What are the primary functions of FUNDC1 in cellular physiology?

FUNDC1 is a mitochondrial receptor located in the outer mitochondrial membrane (OMM) that governs the mitophagy process. It plays essential roles in:

• Mitophagy regulation: FUNDC1 is a receptor that mediates selective mitochondrial autophagy, particularly under hypoxic conditions.

• Mitochondrial dynamics: FUNDC1 regulates mitochondrial fission/fusion by interacting with DRP1 (promoting fission) and OPA1, functioning as a critical link between mitochondrial dynamics and mitophagy .

• Calcium homeostasis: FUNDC1 binds to IP3R2 (inositol 1,4,5-trisphosphate type 2 receptor) to modulate ER Ca²⁺ release into mitochondria and cytosol. Disruption of this interaction lowers Ca²⁺ levels in mitochondria and cytosol, which can lead to mitochondrial dysfunction .

• MAMs formation: FUNDC1 is localized in mitochondria-associated ER membranes (MAMs) and plays a role in their formation and stability .

While most functional studies have been conducted in mammalian systems, the high conservation of FUNDC1 suggests similar roles in Xenopus tropicalis.

How does FUNDC1 interact with the autophagy machinery during mitophagy?

In mammalian systems, FUNDC1 interacts with LC3 (a key autophagy protein) directly through its typical LIR (LC3-interacting region) motif Y(18)-x-x-L(21). During hypoxia-induced mitophagy, FUNDC1 undergoes dephosphorylation at key residues, which enhances its interaction with LC3 and promotes mitophagy .

The detailed mechanism in Xenopus tropicalis would require specific investigation, but given the conservation of the protein, similar interactions are likely to occur. Methodologically, researchers can examine these interactions through co-immunoprecipitation assays, fluorescence microscopy with tagged proteins, and mutation studies of the predicted LIR motif in the Xenopus FUNDC1.

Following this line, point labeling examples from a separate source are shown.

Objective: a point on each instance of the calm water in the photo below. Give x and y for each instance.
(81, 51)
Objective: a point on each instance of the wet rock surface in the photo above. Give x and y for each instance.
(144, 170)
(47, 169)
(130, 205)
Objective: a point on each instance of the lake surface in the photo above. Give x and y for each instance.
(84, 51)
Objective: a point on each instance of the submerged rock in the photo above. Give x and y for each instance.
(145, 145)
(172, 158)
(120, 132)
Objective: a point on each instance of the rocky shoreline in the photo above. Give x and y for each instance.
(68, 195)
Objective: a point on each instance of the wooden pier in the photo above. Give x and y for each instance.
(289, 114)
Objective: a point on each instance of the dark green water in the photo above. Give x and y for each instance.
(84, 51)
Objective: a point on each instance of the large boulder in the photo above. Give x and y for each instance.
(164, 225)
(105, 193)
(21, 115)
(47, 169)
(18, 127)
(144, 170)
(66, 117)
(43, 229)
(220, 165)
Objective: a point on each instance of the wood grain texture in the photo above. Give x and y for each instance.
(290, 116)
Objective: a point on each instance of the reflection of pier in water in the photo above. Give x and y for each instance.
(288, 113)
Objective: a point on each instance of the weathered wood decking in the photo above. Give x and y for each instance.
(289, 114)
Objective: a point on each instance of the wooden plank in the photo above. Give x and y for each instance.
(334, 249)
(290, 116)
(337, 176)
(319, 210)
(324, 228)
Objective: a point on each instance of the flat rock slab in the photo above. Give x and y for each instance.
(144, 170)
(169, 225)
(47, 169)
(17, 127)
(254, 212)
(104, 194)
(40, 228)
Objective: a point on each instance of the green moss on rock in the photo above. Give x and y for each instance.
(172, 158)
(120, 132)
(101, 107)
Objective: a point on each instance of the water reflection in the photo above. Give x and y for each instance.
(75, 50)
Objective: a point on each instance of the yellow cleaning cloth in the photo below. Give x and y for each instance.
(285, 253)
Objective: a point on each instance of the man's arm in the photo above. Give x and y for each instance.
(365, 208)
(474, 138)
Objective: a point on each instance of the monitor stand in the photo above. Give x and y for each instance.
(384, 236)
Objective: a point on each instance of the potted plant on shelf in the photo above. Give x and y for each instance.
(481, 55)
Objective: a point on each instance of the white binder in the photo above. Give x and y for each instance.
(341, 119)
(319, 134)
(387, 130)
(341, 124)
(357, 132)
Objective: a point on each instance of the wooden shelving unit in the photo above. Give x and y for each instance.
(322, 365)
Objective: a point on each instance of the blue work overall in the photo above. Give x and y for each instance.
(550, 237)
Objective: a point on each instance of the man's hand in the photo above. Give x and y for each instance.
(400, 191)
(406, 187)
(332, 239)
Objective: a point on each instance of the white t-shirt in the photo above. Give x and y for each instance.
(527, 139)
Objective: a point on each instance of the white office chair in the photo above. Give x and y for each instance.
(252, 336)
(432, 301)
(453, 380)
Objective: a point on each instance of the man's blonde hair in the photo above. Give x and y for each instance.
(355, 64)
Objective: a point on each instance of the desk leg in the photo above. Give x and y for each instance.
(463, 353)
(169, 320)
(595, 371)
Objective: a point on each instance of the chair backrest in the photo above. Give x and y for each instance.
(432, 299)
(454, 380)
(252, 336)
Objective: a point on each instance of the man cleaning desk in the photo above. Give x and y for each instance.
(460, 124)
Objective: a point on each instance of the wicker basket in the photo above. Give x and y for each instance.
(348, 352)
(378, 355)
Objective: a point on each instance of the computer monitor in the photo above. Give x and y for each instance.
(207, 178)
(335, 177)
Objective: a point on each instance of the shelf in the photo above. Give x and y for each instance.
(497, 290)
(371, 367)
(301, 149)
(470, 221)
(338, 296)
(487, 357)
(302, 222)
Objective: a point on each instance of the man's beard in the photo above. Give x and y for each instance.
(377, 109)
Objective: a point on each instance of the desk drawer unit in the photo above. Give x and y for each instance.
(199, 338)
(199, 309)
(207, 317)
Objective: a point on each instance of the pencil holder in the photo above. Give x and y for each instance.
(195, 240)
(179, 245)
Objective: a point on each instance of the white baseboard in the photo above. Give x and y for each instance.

What is the relationship between FUNDC1 and mitochondrial fission/fusion machinery?

FUNDC1 serves as a critical regulator of mitochondrial dynamics by interacting with both fission and fusion machinery:

• Interaction with DRP1: Under hypoxic conditions, FUNDC1 recruits DRP1 (Dynamin-related protein 1) to drive mitochondrial fission. This interaction occurs at the hydrophilic region of FUNDC1 .

• Interaction with CANX: FUNDC1 initially aggregates onto the mitochondrial membrane to interact with endoplasmic reticulum (ER) calcium-binding protein (CANX) under hypoxia. As mitophagy proceeds, FUNDC1 dissociates from CANX and recruits DRP1 .

• Regulation of mitochondrial morphology: Deletion of FUNDC1 in cells can provoke mitochondrial elongation and increased numbers of elongated mitochondria, thereby preventing mitophagy .

These interactions position FUNDC1 as a "springboard" between mitochondrial dynamics and mitophagy, coordinating both processes to maintain mitochondrial quality control.

How is FUNDC1 expression regulated at the transcriptional level?

FUNDC1 expression is regulated by the PGC-1α/NRF1 transcriptional axis:

• PGC-1α regulation: The peroxisome proliferator-activated receptor gamma coactivator 1-alpha (PGC-1α) positively regulates FUNDC1 expression. Knockdown of PGC-1α reduces both protein and mRNA levels of FUNDC1, and this effect can be rescued by reintroducing PGC-1α .

• NRF1-dependent transcription: Nuclear respiratory factor 1 (NRF1) binds to the FUNDC1 promoter and is responsible for FUNDC1 expression. The binding can be demonstrated through electrophoretic mobility shift assay (EMSA) and ChIP-PCR analysis .

• Specificity of regulation: This regulation is specific to PGC-1α, as knockdown of the homolog PGC-1β has no effect on FUNDC1 expression .

Methodologically, researchers can investigate transcriptional regulation through promoter reporter assays, ChIP-seq, and gene expression analysis following modulation of transcription factors.

What post-translational modifications regulate FUNDC1 activity in mitophagy?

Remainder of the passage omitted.